Recent refinements in risk-assessment methods in EPA have used mode-of-action (MOA)2 evaluations in dose-response assessment. EPA’s Guidelines for Carcinogen Risk Assessment (2005b) state that if a compound is determined to be “DNA reactive and [to] have direct mutagenic activity” or to have high human exposures or body burdens “near doses associated with key precursor events” (EPA 2005b, p. 3-21), a no-threshold approach is applied; risk below the POD is assumed to decrease linearly with dose. For carcinogens with sufficient MOA data to conclude nonlinearity at low doses, such as those acting through a cytotoxic MOA, the RfD approach outlined above for noncancer end points is applied (EPA 2005b),
More recent noncancer guidelines have abandoned the term threshold, noting the difficulty of empirically distinguishing dose-response relationships with true biologic thresholds from ones that are nonlinear at low doses (EPA 2005b, p. 3-24).

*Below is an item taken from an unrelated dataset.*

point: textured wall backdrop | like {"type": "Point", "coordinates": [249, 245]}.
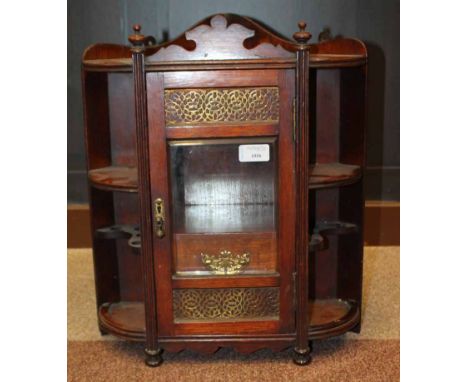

Following EPA 2005b (p. 1-10), the MOA is defined as “a sequence of key events and processes, starting with interaction of an agent with a cell, proceeding through operational and anatomical changes, and resulting” in the adverse effect. “A ‘key event’ is an empirically observable precursor step that is itself a necessary element of the mode of action or is a biologically based marker for such an element.”